Charles says he believes in meritocracy, and Shem too thinks that admission to university should be based on merit. Polling the CIS did a few years back shows that most Australians also like the idea of meritocracy.

Meritocracy is a theory of desert; that if you have some characteristic – usually linked to ability – you deserve a position associated with that characteristic, most commonly places at educational institutions and particular jobs. Meritocracy’s Wikipedia entry states that this is in opposition to allocation by

wealth (plutocracy), family connections (nepotism), class privilege (oligarchy), cronyism, popularity (as in democracy) or other historical determinants of social position and political power.

But Wikipedia’s list is too short. Both liberals and social democrats support principles of distribution that are at least in tension with meritocracy.
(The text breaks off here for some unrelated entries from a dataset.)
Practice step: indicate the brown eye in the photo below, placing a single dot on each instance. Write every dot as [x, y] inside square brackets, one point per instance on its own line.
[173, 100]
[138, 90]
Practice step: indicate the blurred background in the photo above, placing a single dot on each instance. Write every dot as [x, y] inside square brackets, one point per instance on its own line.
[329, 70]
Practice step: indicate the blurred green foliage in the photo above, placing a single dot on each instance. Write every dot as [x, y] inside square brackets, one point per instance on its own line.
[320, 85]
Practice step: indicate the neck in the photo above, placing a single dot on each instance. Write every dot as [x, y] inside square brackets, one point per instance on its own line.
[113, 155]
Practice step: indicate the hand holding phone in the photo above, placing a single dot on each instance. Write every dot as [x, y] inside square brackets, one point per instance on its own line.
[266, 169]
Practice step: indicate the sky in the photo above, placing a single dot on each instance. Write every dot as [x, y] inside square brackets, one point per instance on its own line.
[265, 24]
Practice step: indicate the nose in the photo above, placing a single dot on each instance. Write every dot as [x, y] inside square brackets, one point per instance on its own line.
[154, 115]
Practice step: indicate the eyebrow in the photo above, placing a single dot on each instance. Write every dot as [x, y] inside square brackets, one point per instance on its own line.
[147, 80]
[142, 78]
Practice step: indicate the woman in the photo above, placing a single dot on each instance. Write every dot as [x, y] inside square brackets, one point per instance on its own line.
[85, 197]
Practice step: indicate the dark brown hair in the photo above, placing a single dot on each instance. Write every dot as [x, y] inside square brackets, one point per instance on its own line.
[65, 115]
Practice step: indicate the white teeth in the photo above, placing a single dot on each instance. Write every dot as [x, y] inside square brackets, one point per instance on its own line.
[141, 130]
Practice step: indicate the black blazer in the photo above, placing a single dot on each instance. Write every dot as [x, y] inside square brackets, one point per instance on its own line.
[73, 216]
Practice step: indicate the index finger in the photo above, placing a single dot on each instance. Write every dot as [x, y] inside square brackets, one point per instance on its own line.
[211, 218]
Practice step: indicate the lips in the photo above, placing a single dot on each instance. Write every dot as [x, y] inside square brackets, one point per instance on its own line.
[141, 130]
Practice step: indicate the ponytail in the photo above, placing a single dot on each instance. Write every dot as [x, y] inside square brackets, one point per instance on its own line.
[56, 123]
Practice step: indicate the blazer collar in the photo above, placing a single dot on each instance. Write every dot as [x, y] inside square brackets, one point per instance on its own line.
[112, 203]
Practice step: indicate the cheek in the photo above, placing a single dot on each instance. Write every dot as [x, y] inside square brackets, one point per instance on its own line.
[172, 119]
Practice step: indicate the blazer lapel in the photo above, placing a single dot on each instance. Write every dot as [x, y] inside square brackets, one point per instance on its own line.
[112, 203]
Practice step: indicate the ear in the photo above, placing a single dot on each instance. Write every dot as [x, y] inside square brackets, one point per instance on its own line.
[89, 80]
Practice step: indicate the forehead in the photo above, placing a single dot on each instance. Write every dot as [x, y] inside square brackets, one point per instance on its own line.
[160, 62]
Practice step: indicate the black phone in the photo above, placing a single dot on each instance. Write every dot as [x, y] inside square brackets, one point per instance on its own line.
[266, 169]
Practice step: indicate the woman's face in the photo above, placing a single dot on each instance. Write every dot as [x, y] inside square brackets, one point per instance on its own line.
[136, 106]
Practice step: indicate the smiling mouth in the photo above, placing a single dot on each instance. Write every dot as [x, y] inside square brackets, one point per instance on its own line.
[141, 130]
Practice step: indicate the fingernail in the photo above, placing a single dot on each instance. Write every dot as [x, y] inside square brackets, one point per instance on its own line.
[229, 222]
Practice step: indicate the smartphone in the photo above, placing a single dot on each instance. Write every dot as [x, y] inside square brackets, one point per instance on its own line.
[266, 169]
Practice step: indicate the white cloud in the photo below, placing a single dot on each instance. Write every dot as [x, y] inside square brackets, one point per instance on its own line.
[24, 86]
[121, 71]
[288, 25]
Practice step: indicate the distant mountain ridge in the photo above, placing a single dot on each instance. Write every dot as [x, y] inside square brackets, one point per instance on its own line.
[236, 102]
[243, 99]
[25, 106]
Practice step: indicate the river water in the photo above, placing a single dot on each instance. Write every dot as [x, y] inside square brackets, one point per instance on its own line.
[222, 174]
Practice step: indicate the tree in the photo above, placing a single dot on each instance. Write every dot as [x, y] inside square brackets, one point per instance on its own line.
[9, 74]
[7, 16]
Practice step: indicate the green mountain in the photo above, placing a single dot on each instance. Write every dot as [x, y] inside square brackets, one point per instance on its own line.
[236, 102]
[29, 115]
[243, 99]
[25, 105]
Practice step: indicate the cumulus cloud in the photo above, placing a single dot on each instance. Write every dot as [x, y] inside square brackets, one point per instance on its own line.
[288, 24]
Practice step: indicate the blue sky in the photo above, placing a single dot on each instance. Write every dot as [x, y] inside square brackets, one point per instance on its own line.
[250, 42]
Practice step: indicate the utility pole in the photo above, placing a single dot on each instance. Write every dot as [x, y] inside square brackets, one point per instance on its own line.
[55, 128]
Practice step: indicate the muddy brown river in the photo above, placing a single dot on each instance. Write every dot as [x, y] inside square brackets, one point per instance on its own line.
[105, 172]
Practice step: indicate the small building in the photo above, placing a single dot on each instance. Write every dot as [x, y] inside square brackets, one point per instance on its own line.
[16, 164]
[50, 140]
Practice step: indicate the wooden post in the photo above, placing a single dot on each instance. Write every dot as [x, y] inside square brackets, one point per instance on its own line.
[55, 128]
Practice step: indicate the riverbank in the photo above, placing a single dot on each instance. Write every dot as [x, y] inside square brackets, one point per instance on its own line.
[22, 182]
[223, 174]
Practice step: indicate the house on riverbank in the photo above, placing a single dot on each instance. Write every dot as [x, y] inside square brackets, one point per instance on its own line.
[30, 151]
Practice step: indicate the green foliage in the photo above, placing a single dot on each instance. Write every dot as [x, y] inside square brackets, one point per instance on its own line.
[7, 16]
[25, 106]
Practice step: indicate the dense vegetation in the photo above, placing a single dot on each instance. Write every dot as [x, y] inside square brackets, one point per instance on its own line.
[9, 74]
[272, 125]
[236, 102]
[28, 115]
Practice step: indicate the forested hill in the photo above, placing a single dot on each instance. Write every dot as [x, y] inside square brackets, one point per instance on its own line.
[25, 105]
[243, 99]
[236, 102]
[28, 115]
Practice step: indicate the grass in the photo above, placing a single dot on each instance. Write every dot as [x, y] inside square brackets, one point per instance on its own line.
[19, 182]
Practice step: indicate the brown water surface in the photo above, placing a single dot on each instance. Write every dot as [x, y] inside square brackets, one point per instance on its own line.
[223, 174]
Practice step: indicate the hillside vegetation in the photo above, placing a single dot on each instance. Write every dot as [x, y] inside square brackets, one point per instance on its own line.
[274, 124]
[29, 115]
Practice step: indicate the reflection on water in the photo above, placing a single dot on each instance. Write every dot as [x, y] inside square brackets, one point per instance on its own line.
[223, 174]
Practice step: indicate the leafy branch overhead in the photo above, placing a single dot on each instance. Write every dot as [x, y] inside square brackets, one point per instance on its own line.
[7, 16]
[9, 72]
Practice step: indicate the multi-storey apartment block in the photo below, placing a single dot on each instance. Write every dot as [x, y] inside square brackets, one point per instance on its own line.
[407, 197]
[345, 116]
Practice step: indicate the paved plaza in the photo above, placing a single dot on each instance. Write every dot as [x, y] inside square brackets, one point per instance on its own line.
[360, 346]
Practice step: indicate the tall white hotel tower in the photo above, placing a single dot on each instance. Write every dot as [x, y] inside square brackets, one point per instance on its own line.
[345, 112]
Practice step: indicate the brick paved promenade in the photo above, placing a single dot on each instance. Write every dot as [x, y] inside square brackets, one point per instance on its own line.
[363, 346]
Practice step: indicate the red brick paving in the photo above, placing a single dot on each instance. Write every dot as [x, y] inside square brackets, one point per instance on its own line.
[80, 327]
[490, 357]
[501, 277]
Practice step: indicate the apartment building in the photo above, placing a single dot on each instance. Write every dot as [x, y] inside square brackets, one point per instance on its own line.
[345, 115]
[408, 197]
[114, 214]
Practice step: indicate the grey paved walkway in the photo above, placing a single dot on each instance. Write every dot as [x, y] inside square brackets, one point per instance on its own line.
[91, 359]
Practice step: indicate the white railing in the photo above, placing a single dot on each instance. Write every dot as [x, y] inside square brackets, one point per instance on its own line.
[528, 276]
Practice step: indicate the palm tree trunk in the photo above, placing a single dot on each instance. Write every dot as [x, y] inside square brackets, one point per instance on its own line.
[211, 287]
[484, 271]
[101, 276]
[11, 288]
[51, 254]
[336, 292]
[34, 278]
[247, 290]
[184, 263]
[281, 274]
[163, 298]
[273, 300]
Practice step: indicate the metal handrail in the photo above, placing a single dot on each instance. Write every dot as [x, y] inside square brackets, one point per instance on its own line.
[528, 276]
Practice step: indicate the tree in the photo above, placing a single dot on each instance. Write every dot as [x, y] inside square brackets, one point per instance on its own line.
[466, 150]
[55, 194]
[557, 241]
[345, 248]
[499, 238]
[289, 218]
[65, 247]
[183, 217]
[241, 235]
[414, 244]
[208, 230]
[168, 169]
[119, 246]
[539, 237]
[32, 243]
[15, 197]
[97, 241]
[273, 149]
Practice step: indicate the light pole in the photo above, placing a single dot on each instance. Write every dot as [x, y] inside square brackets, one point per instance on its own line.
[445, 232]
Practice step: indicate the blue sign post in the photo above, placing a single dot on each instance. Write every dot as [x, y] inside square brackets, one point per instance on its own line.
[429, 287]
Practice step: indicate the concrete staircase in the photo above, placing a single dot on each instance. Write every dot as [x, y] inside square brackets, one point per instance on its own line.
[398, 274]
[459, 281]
Don Arthur likes pointing this out in the case of liberalism. Liberalism favours distribution by free exchange, and there is no guarantee that this will match distribution according to personal merit. The market is usually too impersonal to judge directly whether people are intelligent, hard-working, or have any other positive personal attribute. Consumers and producers often know little or nothing about each other. People can be stupid or lazy but lucky, and so reap market rewards. And people can be intelligent and hard-working but unlucky, and so go unrewarded in the market (as recent graduates are about to find out, at least temporarily).